TML - Research
Research in the Translational Mechanobiology Lab (TML) employs techniques in biomechanics, cell and molecular biology, histology, imaging, regenerative medicine, and tissue engineering to explore the influence of biomechanical (and biochemical) stimuli in modulating normal and pathological cell behaviors. The goal is to translate an understanding of mechanobiological mechanisms of disease to create new therapies, develop prognostic indicators of disease progression, and improve the design of implantable medical devices. The primary applications of the work are in cardiovascular medicine, diabetes, ophthalmology, and wound healing.

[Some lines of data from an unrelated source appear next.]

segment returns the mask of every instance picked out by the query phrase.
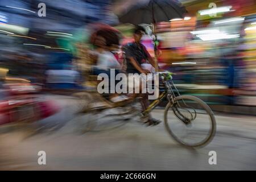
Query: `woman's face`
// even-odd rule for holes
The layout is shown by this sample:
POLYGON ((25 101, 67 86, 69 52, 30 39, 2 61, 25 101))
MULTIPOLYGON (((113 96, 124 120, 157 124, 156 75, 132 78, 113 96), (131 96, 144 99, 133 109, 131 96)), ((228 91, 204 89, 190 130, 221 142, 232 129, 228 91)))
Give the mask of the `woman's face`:
POLYGON ((106 39, 101 36, 97 36, 95 39, 94 44, 99 47, 104 48, 106 46, 106 39))
POLYGON ((134 34, 133 36, 134 38, 135 42, 137 43, 139 43, 143 35, 143 34, 141 32, 137 32, 136 34, 134 34))

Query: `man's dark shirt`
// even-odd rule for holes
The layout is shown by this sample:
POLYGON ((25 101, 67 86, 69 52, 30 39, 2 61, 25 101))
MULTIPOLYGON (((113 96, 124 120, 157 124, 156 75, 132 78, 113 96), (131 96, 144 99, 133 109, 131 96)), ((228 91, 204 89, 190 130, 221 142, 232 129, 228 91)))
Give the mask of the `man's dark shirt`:
POLYGON ((126 61, 127 69, 126 72, 128 73, 141 73, 133 66, 129 57, 133 57, 141 65, 143 60, 146 60, 148 57, 145 46, 142 44, 139 46, 136 43, 128 43, 123 47, 123 51, 125 52, 125 61, 126 61))

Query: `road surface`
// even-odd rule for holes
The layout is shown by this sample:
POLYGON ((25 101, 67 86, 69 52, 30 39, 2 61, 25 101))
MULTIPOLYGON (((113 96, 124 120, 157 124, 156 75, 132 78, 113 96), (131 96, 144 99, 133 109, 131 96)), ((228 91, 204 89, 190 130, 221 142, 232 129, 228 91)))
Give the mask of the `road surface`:
MULTIPOLYGON (((0 128, 0 169, 256 169, 255 117, 216 113, 214 138, 206 147, 193 150, 177 144, 163 123, 145 127, 135 118, 124 123, 119 117, 112 117, 108 119, 109 126, 123 125, 82 133, 81 122, 88 115, 76 116, 76 101, 66 96, 46 97, 55 100, 63 109, 36 123, 35 127, 44 127, 40 132, 31 134, 32 129, 0 128), (46 165, 38 163, 39 151, 46 152, 46 165), (217 153, 216 165, 209 164, 210 151, 217 153)), ((163 109, 153 113, 163 119, 163 109)))

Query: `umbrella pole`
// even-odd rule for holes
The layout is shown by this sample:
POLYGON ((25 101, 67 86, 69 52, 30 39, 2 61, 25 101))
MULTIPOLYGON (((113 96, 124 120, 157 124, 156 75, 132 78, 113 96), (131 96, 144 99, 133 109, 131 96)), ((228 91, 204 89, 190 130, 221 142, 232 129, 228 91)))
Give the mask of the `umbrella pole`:
POLYGON ((158 46, 156 45, 156 42, 158 40, 156 35, 156 23, 155 19, 155 15, 154 13, 154 6, 152 5, 152 19, 153 20, 153 34, 154 35, 154 52, 155 54, 155 72, 158 72, 158 46))
POLYGON ((156 42, 157 41, 158 39, 157 39, 157 36, 156 36, 156 31, 155 31, 155 29, 156 29, 156 24, 155 23, 153 23, 153 32, 154 32, 154 52, 155 54, 155 71, 158 72, 158 47, 157 45, 156 45, 156 42))

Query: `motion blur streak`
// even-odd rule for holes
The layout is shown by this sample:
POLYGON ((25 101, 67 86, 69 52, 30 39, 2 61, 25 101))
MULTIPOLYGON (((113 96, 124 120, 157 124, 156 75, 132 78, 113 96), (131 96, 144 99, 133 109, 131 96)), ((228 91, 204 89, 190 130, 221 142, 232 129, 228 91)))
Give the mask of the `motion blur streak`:
MULTIPOLYGON (((101 97, 109 99, 81 93, 97 92, 96 68, 127 71, 123 48, 134 41, 135 25, 119 18, 149 1, 0 1, 0 169, 256 169, 254 0, 170 0, 185 13, 157 22, 155 30, 141 24, 142 43, 160 71, 175 73, 180 94, 213 110, 217 132, 205 147, 181 147, 163 122, 146 127, 139 117, 106 116, 118 109, 77 114, 88 105, 100 108, 101 97), (45 16, 39 15, 44 12, 40 3, 45 16), (101 129, 85 132, 94 127, 101 129), (109 127, 114 129, 104 130, 109 127), (39 151, 46 151, 47 165, 38 164, 39 151), (210 151, 217 165, 208 163, 210 151)), ((143 70, 154 71, 148 60, 142 62, 143 70)), ((167 102, 152 117, 163 121, 167 102)))

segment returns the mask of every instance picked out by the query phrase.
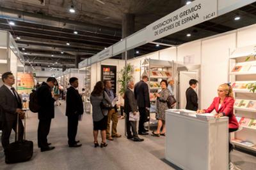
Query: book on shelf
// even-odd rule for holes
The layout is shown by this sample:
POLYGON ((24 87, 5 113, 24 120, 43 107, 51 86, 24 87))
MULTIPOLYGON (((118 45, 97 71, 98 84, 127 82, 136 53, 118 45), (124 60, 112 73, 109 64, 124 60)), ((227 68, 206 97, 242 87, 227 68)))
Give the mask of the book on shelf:
POLYGON ((248 109, 256 109, 256 101, 250 101, 246 108, 248 109))
POLYGON ((235 67, 234 67, 231 72, 239 72, 242 66, 236 66, 235 67))
POLYGON ((253 128, 256 129, 256 119, 251 119, 251 121, 249 123, 249 125, 250 127, 251 128, 253 128))
POLYGON ((250 118, 242 117, 242 118, 240 120, 239 124, 244 127, 248 127, 250 121, 250 118))
POLYGON ((239 106, 239 104, 242 100, 241 99, 236 99, 235 103, 234 103, 234 107, 238 107, 239 106))
POLYGON ((238 107, 241 108, 246 108, 248 104, 249 104, 250 101, 248 100, 241 100, 238 107))

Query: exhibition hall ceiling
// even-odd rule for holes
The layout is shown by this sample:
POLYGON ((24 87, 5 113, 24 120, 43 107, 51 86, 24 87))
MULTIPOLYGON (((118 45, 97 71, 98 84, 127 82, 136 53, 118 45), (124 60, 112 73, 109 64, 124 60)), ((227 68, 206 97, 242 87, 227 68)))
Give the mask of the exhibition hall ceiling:
MULTIPOLYGON (((124 13, 134 15, 137 31, 187 1, 0 0, 0 29, 12 33, 27 64, 34 62, 47 67, 55 63, 55 67, 74 67, 76 56, 81 59, 90 57, 122 39, 124 13), (70 8, 76 12, 70 12, 70 8), (10 24, 12 21, 14 24, 10 24)), ((178 45, 255 24, 255 18, 254 3, 156 41, 178 45), (234 20, 236 16, 240 16, 240 20, 234 20), (191 36, 187 36, 188 34, 191 36)), ((167 47, 148 43, 135 49, 134 55, 167 47)))

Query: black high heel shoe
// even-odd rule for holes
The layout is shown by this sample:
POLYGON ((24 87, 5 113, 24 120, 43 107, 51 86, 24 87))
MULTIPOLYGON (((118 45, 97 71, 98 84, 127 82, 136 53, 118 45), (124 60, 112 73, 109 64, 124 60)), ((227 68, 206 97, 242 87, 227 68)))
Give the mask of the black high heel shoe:
POLYGON ((103 148, 103 147, 106 147, 108 146, 108 144, 106 144, 106 143, 100 143, 100 148, 103 148))
POLYGON ((94 142, 94 148, 97 148, 99 146, 100 146, 100 145, 99 145, 98 142, 94 142))

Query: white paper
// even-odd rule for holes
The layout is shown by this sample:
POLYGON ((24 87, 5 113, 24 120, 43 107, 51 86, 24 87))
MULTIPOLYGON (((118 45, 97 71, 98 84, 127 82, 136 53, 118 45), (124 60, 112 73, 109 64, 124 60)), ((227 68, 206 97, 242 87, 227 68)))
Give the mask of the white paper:
POLYGON ((139 112, 136 112, 136 114, 134 115, 133 115, 132 112, 129 113, 129 121, 137 121, 140 120, 140 113, 139 112))

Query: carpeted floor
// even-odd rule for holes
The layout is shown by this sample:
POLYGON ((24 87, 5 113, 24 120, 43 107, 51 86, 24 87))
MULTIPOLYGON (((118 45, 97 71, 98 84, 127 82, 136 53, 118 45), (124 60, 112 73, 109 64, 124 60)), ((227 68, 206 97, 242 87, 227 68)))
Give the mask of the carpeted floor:
MULTIPOLYGON (((67 117, 65 103, 55 108, 48 141, 56 148, 40 152, 37 147, 37 114, 28 113, 26 138, 34 142, 34 155, 30 161, 6 164, 0 146, 0 169, 180 169, 164 159, 164 137, 141 136, 145 141, 133 142, 124 136, 124 120, 120 120, 120 138, 108 141, 106 148, 93 147, 91 115, 84 115, 79 122, 77 139, 81 148, 68 148, 67 137, 67 117)), ((12 138, 13 139, 12 134, 12 138)), ((100 136, 99 141, 100 142, 100 136)), ((232 160, 243 170, 256 169, 256 157, 239 151, 232 153, 232 160)))

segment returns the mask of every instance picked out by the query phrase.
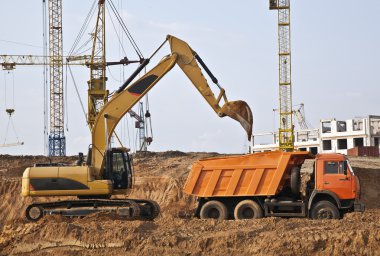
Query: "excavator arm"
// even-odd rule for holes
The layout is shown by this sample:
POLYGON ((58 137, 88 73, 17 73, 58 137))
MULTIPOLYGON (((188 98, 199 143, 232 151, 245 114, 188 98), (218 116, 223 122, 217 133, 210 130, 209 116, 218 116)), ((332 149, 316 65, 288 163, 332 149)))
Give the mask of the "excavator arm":
POLYGON ((91 152, 91 165, 94 167, 95 176, 101 177, 102 175, 102 170, 104 169, 105 164, 104 152, 107 151, 110 138, 121 118, 147 92, 149 92, 153 86, 175 66, 175 64, 180 66, 216 114, 220 117, 229 116, 240 122, 247 132, 248 139, 250 139, 252 134, 252 112, 247 103, 244 101, 229 102, 224 89, 218 84, 217 79, 212 75, 202 59, 186 42, 170 35, 167 36, 167 41, 169 41, 171 46, 171 54, 165 56, 153 69, 136 82, 130 84, 133 78, 136 77, 136 75, 149 62, 149 60, 145 60, 138 70, 136 70, 134 75, 132 75, 132 77, 116 91, 113 97, 97 115, 92 129, 91 152), (213 82, 219 87, 220 92, 218 97, 215 97, 209 87, 197 61, 210 75, 213 82), (221 107, 220 101, 222 98, 224 100, 224 105, 221 107))

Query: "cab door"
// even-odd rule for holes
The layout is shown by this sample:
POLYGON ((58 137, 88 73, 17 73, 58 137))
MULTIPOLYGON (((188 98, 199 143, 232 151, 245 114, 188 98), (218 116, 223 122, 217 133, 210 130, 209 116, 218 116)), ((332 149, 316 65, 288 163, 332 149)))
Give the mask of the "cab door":
POLYGON ((352 175, 346 161, 324 161, 322 187, 335 193, 340 199, 352 199, 352 175))

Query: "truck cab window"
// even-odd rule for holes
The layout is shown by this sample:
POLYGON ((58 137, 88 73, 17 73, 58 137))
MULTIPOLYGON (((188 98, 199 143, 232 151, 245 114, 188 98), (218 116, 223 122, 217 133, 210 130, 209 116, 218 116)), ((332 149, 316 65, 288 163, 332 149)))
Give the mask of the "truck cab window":
POLYGON ((340 170, 340 174, 344 174, 344 175, 347 175, 347 162, 346 161, 343 161, 343 162, 339 162, 339 170, 340 170))
POLYGON ((325 174, 338 174, 339 165, 338 162, 325 162, 325 174))

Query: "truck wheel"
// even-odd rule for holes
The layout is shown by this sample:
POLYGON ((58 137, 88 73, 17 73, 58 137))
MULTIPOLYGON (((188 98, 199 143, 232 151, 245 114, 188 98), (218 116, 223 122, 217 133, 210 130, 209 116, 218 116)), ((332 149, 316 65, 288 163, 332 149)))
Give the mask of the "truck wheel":
POLYGON ((294 195, 298 195, 301 189, 301 168, 296 166, 290 173, 290 189, 294 195))
POLYGON ((340 213, 338 208, 329 201, 320 201, 311 209, 312 219, 339 219, 340 213))
POLYGON ((227 207, 219 201, 208 201, 202 206, 199 216, 201 219, 226 220, 228 218, 228 210, 227 207))
POLYGON ((252 200, 243 200, 238 203, 234 210, 236 220, 258 219, 264 215, 263 209, 258 203, 252 200))
POLYGON ((37 221, 44 216, 44 210, 41 206, 29 205, 25 211, 26 218, 31 221, 37 221))

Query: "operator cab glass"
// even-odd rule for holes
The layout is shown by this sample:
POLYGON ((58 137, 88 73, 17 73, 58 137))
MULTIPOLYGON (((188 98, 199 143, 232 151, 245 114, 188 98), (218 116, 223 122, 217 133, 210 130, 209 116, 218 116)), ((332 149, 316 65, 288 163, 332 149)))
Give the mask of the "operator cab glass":
MULTIPOLYGON (((132 186, 132 168, 130 157, 127 152, 112 149, 108 152, 107 171, 105 172, 112 180, 114 189, 127 189, 132 186)), ((107 177, 105 177, 107 178, 107 177)))

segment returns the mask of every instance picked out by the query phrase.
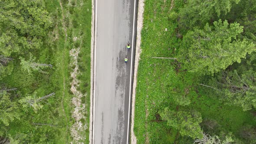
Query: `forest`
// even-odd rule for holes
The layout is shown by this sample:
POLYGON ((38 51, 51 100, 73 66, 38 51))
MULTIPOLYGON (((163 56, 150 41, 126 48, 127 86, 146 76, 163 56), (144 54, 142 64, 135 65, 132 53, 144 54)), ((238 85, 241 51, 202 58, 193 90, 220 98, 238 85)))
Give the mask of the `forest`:
POLYGON ((0 144, 89 143, 91 5, 0 1, 0 144))
POLYGON ((138 143, 256 143, 256 1, 144 3, 138 143))

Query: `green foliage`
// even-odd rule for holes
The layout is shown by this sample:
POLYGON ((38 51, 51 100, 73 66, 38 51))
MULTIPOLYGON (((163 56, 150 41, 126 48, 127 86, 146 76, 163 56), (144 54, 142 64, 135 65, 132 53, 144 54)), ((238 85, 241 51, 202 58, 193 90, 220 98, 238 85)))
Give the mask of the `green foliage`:
POLYGON ((255 51, 255 44, 236 39, 243 32, 239 24, 220 20, 213 25, 195 29, 184 37, 179 59, 189 71, 213 75, 255 51))
POLYGON ((13 98, 10 93, 0 90, 0 124, 8 126, 12 121, 20 119, 19 105, 13 98))
POLYGON ((256 127, 251 125, 244 126, 239 132, 240 136, 248 143, 256 143, 256 127))
MULTIPOLYGON (((175 0, 173 3, 170 0, 144 1, 141 44, 142 51, 138 72, 134 130, 138 143, 146 143, 148 140, 152 144, 193 143, 192 138, 181 136, 179 130, 173 128, 167 125, 167 121, 159 119, 158 113, 164 111, 166 107, 176 110, 176 111, 187 112, 193 109, 200 112, 203 120, 200 125, 203 131, 209 132, 211 136, 218 136, 221 142, 225 140, 226 136, 230 132, 233 134, 231 138, 234 141, 230 143, 249 143, 238 131, 245 125, 255 127, 256 119, 252 114, 255 110, 243 111, 240 106, 224 105, 216 90, 199 85, 208 84, 211 79, 211 75, 200 75, 200 71, 186 72, 184 65, 179 67, 172 60, 150 58, 177 58, 177 52, 184 50, 182 49, 184 47, 181 44, 184 40, 182 38, 186 36, 188 29, 202 29, 208 23, 211 30, 216 32, 213 22, 217 21, 220 19, 226 20, 229 23, 233 23, 236 26, 234 27, 240 31, 236 36, 231 36, 230 43, 235 42, 243 44, 244 40, 248 42, 243 42, 245 44, 249 45, 251 42, 255 43, 253 40, 255 36, 255 26, 253 23, 255 20, 256 7, 254 6, 256 3, 254 0, 244 0, 237 4, 236 2, 238 1, 229 0, 229 6, 220 4, 228 0, 200 1, 204 3, 218 3, 216 4, 219 4, 221 7, 219 17, 217 16, 215 6, 207 7, 202 6, 202 3, 196 3, 197 1, 199 1, 175 0), (188 5, 189 1, 195 2, 194 6, 196 7, 188 5), (208 10, 211 9, 213 9, 213 11, 208 10), (198 13, 201 11, 204 13, 202 12, 201 14, 206 15, 200 15, 198 13), (176 19, 177 14, 179 16, 176 19), (247 20, 251 23, 246 25, 247 20), (236 22, 237 24, 235 24, 236 22), (167 31, 164 31, 164 28, 167 28, 167 31), (185 95, 185 92, 187 92, 185 91, 186 89, 189 89, 189 92, 185 95), (180 97, 184 95, 186 98, 184 101, 180 97), (190 102, 189 105, 182 105, 183 102, 187 101, 190 102)), ((223 25, 223 22, 222 25, 223 25)), ((228 24, 227 27, 229 33, 236 32, 230 29, 230 24, 228 24)), ((220 30, 220 34, 218 35, 221 39, 223 39, 222 35, 228 35, 226 33, 226 30, 221 32, 222 30, 220 30)), ((232 55, 231 52, 228 54, 232 55)), ((246 59, 241 59, 240 63, 234 62, 231 65, 227 65, 226 69, 238 69, 239 72, 256 70, 255 53, 247 54, 246 59)), ((214 74, 217 74, 218 73, 214 74)), ((222 96, 225 97, 225 95, 222 96)), ((227 136, 227 140, 230 140, 230 138, 227 136)))
POLYGON ((212 85, 221 90, 217 91, 220 98, 226 104, 241 106, 244 111, 247 111, 256 108, 256 76, 252 70, 244 71, 242 74, 236 70, 224 71, 217 79, 213 79, 212 85))
POLYGON ((203 137, 199 124, 202 122, 201 114, 198 112, 171 111, 168 108, 160 113, 163 120, 171 127, 179 130, 182 136, 189 136, 193 139, 203 137))
POLYGON ((20 65, 22 69, 27 71, 30 74, 31 74, 32 70, 47 74, 47 72, 43 71, 42 69, 52 67, 51 65, 40 64, 35 62, 36 58, 34 57, 31 53, 30 53, 30 58, 28 60, 25 60, 25 59, 22 57, 20 57, 20 65))
POLYGON ((184 28, 203 26, 214 17, 226 15, 240 0, 189 0, 181 9, 179 24, 184 28))

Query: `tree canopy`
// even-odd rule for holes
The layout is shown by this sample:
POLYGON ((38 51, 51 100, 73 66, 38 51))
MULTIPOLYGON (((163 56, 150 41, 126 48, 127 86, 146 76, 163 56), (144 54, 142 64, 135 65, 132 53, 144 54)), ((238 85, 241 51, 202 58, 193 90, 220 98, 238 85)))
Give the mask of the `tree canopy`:
POLYGON ((253 43, 236 39, 243 27, 220 20, 213 26, 207 23, 203 29, 189 31, 182 41, 179 60, 190 72, 211 75, 240 62, 247 53, 256 50, 253 43))

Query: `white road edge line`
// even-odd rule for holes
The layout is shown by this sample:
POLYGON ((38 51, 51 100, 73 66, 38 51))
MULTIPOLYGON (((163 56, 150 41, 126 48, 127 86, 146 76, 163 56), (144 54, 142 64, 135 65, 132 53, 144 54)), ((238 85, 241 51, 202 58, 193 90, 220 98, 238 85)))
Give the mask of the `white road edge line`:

Atherosclerosis is a chronic inflammatory disease that manifests as plaques composed of a lipid-rich necrotic core and immune cells within the intima of the artery wall. Plaque rupture exposes the highly thrombogenic necrotic core to the bloodstream, leading to platelet activation, thrombosis, and artery occlusion. This event is the most common trigger of heart attack and stroke, which are leading causes of morbidity and mortality in the United States. An interesting feature of atherosclerosis is that plaques develop in regions of arteries experiencing disturbed blood flow. This observation suggests that specific biomechanical signatures play a principal role in atherogenesis by promoting a dysfunctional endothelium—the cell type that sits at the interface between the bloodstream and vessel wall.
Characterize mechanotransduction signaling pathways in dysfunctional endothelial cells experiencing different disturbed arterial mechanical environments. The precise environmental cues that promote advanced plaque development, particularly those vulnerable to rupture, remain unknown. Our laboratory explores how different biomechanical signatures (stemming from disturbed vessel wall stretch and blood flow) activate mechanotransduction signaling in dysfunctional endothelial cells to promote the development of advanced plaques. The goal is to identify novel pharmaceutical targets of patho-mechanotransduction in atherosclerosis.
Develop prognostic indicators of atherosclerotic plaque progression to advanced phenotypes. Several studies, including from our group, have quantified a relationship between local blood flow disturbances and the development of specific plaque types in both patients and experimental animal models. Our laboratory is working to synthesize these data within a computational framework to predict plaque progression. This framework includes the development of novel mechanical biomarkers and the use of techniques in statistical pattern recognition and machine learning.
Engineer mechanotherapies as a regenerative medicine approach to treat endothelial cell dysfunction in advanced atherosclerotic plaques. Endothelial cell dysfunction is modulated by disturbed arterial mechanics, which is a key step in the initiation and progression of atherosclerotic plaques. Our laboratory is developing techniques to deliver a therapeutic mechanical stimulus to dysfunctional endothelial cells and examine its efficacy as both a treatment for advanced plaques and preventative for plaque progression.
Diabetes dramatically increases the risk of coronary artery disease (caused by the development of atherosclerosis) by 2-4 fold and diabetics are threefold more likely to die from a heart attack. This is due to the higher coronary plaque burden and higher prevalence of advanced plaques, including thin cap fibroatheroma (the plaque type most vulnerable to rupture), in diabetics compared to non-diabetics. The main consequence of diabetes is hyperglycemia, which is the primary clinical indicator used for diagnosis; long-term glycemic control remains the best predictor of cardiovascular disease in both types of diabetes.
Characterize how hyperglycemia interacts with disturbed blood flow to alter mechanotransduction signaling in dysfunctional endothelial cells and promote advanced atherosclerotic plaques. Although it is known that diabetes promotes atherosclerosis, the precise mechanism remains to be determined. Our laboratory is exploring how hyperglycemia effects endothelial cell sensing of blood flow and whether it exacerbates the pro-atherogenic phenotype that leads to the development of advanced plaques.
Cataract surgery is the most common corrective procedure in the aged population and post-surgical capsule fibrosis is the most common complication. During surgery, the cloudy lens fibers are removed through a permanent hole placed in the lens capsule and replaced with an artificial intraocular lens (IOL). This procedure permanently alters the biomechanical environment of the lens capsule, which promotes the fibrotic response that is mediated by the inhabiting lens epithelial cells. The severity of capsule fibrosis depends on IOL design and current IOLs lack the ability to accommodate (i.e., change focus from distant to near objects).
Build a growth model to assess lens capsule-IOL interactions over time after cataract surgery and aid in the design of novel IOLs. An obstacle in the design of IOLs, particularly those with an accommodative feature, is the dramatic remodeling of the lens capsule that occurs after cataract surgery due to the fibrotic response of the inhabiting lens epithelial cells. Our laboratory is working on computational tools to aid in predicting lens capsule-IOL interactions and thus IOL efficacy over time after cataract surgery. The approach employs finite element analysis and growth modeling techniques.